BTW, the tank is 180 gallon with a 40 gallon all natural refugium with mangroves and macros. So 220 all together.
 

silverado61

Well-Known Member
I'm scratching my head right now.

The only thing I can think of is, since algae started growing after the snails died, is you have ammonia coming from somewhere since most algae consume ammonia and need it to survive. But then again, only the snails are affected.....Hmmm.

What brand of tests are you using and how old are the test kits?

As far as acclimation goes, I was just curious because of the last turbo dying so quickly.
 

flower

Well-Known Member
Hi,

Nassarius snails don't feed on algae, they eat the wasted food that the fish miss. The sea cucumber doesn't feed on algae either, they feed on the fauna from the sand, and keep it stirred. The snails that are dying on you are the algae eaters. A SW tank balances itself out and only the food supply determines what will thrive. Your RO/DI water filter is not to blame, or the corals would suffer long before the inverts.

The constant water changes is pretty much a guarantee that no algae will grow, and the snails will continue to die of starvation. Keeping the tank water pristine is great for SPS corals, but not so much for soft corals and snails...soft corals need some nitrates (under 10 no higher) to be happy. Snails are a CUC (clean up crew) to control algae, if you don't have algae you don't need a big CUC.

Oh almost forgot to mention. You may have algae, but it has to be the RIGHT type that the critters want to eat. Also look in the tank at night, you may have more snails then you realize, since they hide in the day.
 

bang guy

Moderator
Have your rocks or tank ever been exposed to straight tap water? Or anything else containing copper?

What is the salinity & temp of your tank water? (and how are you measuring salinity?)
 

flower

Well-Known Member
Have your rocks or tank ever been exposed to straight tap water? Or anything else containing copper?

What is the salinity & temp of your tank water? (and how are you measuring salinity?)
Corals are fine, cucumber and nassarius snails are all happy and healthy. Only algae eating snails are dying off.
 

bang guy

Moderator
Corals are fine, cucumber and nassarius snails are all happy and healthy. Only algae eating snails are dying off.
Most inverts are only affected by copper when it's in the water column. Snails are different. When surfaces are exposed to minute traces of copper in water the copper tends to bond with the surface. Once bonded the only way to get it off is to either scrape the surface off or dissolve the copper with acid. As algae eating snails scrape at the surfaces any accumulated copper will end up in their gut where it is dissolved by digestive acids.

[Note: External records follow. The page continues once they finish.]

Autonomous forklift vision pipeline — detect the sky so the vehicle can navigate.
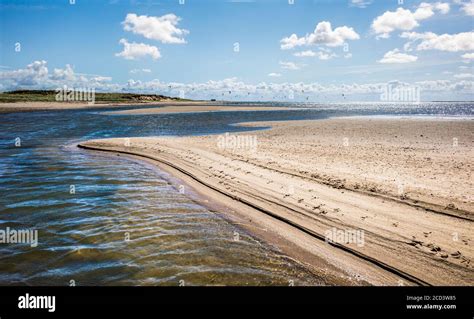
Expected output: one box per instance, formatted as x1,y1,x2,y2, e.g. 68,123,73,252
0,0,474,102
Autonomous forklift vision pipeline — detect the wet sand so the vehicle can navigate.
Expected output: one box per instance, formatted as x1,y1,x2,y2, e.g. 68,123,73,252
81,118,474,285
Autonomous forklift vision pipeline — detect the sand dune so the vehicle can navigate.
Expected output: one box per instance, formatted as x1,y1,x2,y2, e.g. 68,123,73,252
81,118,474,285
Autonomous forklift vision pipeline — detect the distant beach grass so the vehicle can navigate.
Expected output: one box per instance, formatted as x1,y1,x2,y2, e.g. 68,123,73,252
0,90,191,103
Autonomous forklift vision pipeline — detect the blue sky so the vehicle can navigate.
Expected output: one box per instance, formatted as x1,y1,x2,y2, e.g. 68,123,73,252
0,0,474,100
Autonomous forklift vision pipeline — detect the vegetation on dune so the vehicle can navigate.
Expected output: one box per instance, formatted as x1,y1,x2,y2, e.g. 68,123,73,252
0,90,186,103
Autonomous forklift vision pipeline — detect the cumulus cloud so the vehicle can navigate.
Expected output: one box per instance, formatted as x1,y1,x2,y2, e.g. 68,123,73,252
454,0,474,16
461,53,474,61
454,73,474,79
122,13,189,44
115,39,161,60
0,60,112,90
280,61,301,70
401,31,474,52
350,0,372,8
130,69,151,74
0,60,48,86
280,21,360,50
293,50,337,60
378,49,418,63
0,61,474,100
371,2,450,38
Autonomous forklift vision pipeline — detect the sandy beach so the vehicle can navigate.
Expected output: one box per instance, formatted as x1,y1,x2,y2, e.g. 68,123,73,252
80,118,474,286
0,100,290,115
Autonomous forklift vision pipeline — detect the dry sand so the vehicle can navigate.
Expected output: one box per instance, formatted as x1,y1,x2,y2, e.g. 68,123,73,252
78,118,474,285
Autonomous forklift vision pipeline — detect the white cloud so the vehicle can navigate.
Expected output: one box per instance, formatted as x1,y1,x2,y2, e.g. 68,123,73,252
130,69,151,74
377,49,418,63
0,60,48,86
454,73,474,79
115,39,161,60
280,21,360,50
0,61,474,100
280,61,301,70
401,31,474,52
455,0,474,16
293,50,316,58
293,50,337,60
350,0,372,8
371,2,450,38
51,64,76,81
0,60,112,89
122,13,189,43
461,52,474,61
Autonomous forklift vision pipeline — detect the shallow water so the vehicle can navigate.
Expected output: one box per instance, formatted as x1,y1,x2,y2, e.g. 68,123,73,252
0,104,473,285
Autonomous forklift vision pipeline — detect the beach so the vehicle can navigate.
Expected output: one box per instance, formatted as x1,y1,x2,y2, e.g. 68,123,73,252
0,100,289,115
80,117,474,286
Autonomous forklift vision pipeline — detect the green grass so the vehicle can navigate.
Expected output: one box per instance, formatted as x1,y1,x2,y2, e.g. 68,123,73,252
0,90,190,103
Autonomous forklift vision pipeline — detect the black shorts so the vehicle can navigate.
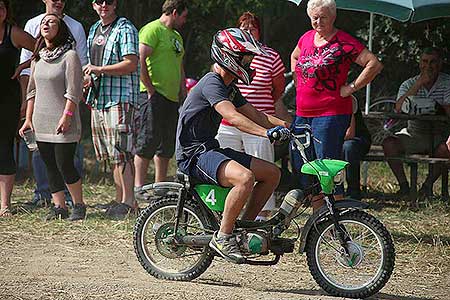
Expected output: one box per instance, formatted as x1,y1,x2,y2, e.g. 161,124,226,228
136,92,178,159
178,148,253,185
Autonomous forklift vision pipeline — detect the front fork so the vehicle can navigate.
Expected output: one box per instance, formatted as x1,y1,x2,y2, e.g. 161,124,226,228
324,194,350,256
173,188,187,236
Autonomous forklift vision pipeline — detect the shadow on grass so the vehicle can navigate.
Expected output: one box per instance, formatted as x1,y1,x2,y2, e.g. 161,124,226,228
264,289,433,300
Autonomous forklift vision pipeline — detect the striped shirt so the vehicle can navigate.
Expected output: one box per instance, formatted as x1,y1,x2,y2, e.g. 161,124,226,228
86,17,139,110
222,45,285,125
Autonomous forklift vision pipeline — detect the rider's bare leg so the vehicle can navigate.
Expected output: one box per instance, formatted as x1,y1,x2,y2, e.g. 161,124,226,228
217,160,255,234
242,157,281,220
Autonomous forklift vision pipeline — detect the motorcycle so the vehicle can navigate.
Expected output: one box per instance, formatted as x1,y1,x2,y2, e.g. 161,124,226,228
133,125,395,298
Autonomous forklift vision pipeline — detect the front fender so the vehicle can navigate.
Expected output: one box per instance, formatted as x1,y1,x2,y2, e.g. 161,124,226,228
299,199,369,253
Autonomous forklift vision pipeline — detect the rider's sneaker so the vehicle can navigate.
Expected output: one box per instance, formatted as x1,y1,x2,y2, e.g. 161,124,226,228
69,203,86,221
209,231,245,264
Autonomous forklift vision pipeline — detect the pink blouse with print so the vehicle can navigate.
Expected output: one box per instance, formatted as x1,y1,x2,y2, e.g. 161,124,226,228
295,30,365,117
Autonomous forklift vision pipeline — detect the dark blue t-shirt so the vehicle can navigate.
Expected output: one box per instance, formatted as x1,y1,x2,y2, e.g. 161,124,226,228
176,72,247,162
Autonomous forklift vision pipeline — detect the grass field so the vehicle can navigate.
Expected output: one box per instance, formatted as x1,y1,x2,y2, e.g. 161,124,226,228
0,163,450,300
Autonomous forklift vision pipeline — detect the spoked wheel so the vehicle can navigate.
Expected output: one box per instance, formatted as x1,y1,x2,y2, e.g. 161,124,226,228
134,197,214,281
307,211,395,298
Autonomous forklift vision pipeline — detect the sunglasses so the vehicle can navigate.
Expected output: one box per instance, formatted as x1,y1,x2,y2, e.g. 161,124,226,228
92,0,114,5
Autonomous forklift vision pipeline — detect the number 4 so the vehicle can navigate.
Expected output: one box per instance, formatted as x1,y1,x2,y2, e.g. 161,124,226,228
205,189,217,206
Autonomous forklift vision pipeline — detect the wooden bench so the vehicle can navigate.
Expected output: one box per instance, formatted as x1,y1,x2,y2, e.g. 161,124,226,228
362,145,450,205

Nassarius do not eat algae nor scrape at tank surfaces so they would not be affected.
 

flower

Well-Known Member
Most inverts are only affected by copper when it's in the water column. Snails are different. When surfaces are exposed to minute traces of copper in water the copper tends to bond with the surface. Once bonded the only way to get it off is to either scrape the surface off or dissolve the copper with acid. As algae eating snails scrape at the surfaces any accumulated copper will end up in their gut where it is dissolved by digestive acids.

Nassarius do not eat algae nor scrape at tank surfaces so they would not be affected.
Wow... I learn something new everyday. I thought that if a coral lived there must not be any copper...Thank you. I personally never buy used tanks or equipment, I live in fear of copper.
 

bang guy

Moderator
There's always some amount of copper. NSW is something like 0.04ppm (memory could be off here) and nearly all of that is chelated and therefore mostly harmless. Some inverts require some amount of copper, Horseshoe Crabs for example that have copper based blood (blue blood vs red blood). When it gets higher NSW levels some inverts begin to have trouble removing copper from their system. In the snails case the issue isn't the copper concentration in the water, it's the issue of ingesting the copper from surfaces and having digestive acids & enzymes acids dissolve the copper compounds into free copper.
 

flower

Well-Known Member
You are so full of information... all we get are tiny glimpses of the stuff in your head. LOL... I miss the little icon that bows to greatness.